Baskı
Fotoğraf albümlerimize baktığımızda sadece hayatımızın mutlu dakikalarımızı görürüz.. Hiç kimse unutmak istediği dakikaları fotoğraflarla ölümsüzleştirmek istemez.
Savmart marketinin sessiz çalışanı Sy Parrish, müşterilerin gözünde sıradan bir fotoğraf baskı elemanıdır. Ancak Nina Yorkin'in her günkü samimi selamı, onun için beklenmedik bir kapı aralar.

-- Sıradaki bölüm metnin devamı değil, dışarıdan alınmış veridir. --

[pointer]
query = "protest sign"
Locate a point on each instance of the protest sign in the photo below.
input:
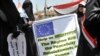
(57, 36)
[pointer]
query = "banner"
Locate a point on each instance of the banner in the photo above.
(57, 36)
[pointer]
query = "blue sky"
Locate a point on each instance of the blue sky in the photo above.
(40, 3)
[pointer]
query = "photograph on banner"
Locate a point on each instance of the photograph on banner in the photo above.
(57, 36)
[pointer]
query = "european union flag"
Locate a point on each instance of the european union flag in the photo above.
(44, 29)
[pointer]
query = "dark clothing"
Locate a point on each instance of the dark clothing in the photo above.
(9, 26)
(12, 16)
(27, 6)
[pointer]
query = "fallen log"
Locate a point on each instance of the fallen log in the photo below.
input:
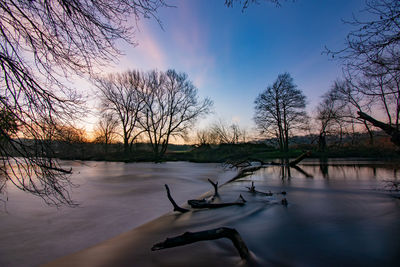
(192, 237)
(252, 189)
(204, 204)
(300, 170)
(215, 185)
(176, 207)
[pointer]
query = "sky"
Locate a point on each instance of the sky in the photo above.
(232, 56)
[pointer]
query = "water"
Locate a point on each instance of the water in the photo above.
(113, 197)
(337, 215)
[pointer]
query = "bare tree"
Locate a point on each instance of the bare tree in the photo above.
(41, 42)
(222, 133)
(330, 115)
(121, 94)
(171, 106)
(106, 130)
(280, 109)
(372, 67)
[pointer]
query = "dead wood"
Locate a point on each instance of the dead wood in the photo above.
(204, 204)
(176, 207)
(192, 237)
(215, 185)
(252, 189)
(245, 171)
(300, 170)
(387, 128)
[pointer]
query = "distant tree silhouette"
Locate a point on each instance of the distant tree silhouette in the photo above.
(41, 43)
(171, 106)
(121, 95)
(371, 65)
(331, 116)
(106, 130)
(280, 109)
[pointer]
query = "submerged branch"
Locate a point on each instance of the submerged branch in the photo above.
(192, 237)
(204, 204)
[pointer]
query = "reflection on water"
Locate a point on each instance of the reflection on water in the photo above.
(337, 215)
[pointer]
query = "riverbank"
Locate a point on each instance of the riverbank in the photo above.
(335, 217)
(114, 198)
(224, 152)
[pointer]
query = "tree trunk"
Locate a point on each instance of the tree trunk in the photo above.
(390, 130)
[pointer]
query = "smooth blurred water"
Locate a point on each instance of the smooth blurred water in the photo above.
(338, 215)
(114, 198)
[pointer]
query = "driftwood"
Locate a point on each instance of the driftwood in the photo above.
(215, 185)
(176, 207)
(204, 204)
(252, 189)
(192, 237)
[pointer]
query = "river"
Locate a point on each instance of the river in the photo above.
(337, 214)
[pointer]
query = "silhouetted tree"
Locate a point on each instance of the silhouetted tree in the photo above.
(371, 59)
(171, 106)
(106, 130)
(41, 42)
(121, 94)
(330, 115)
(222, 133)
(280, 109)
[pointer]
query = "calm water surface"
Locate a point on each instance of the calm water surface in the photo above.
(337, 214)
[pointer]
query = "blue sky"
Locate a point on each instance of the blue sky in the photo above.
(231, 56)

Zamanla, Nina'nın ailesinin en özel anlarına - Will'le aşklarından Jakob'un büyüme serüvenine kadar sessizce tanık olur. Sy için bu iş, mekanik bir süreç değil; hatıraların bekçiliğidir. Mükemmel baskıyı yaparken, aslında Yorkinler'in hayatını kendi varoluşunun parçası haline getirir. Peki ya bu saplantılı ilgi, iyi niyetin sınırlarını aştığında? "Bir yabancının albümünüzdeki tüm gülüşleri, gözyaşlarını ve sırları bilmesi... Mahremiyetiniz mi yoksa paylaşılmış bir insanlık deneyimi mi?"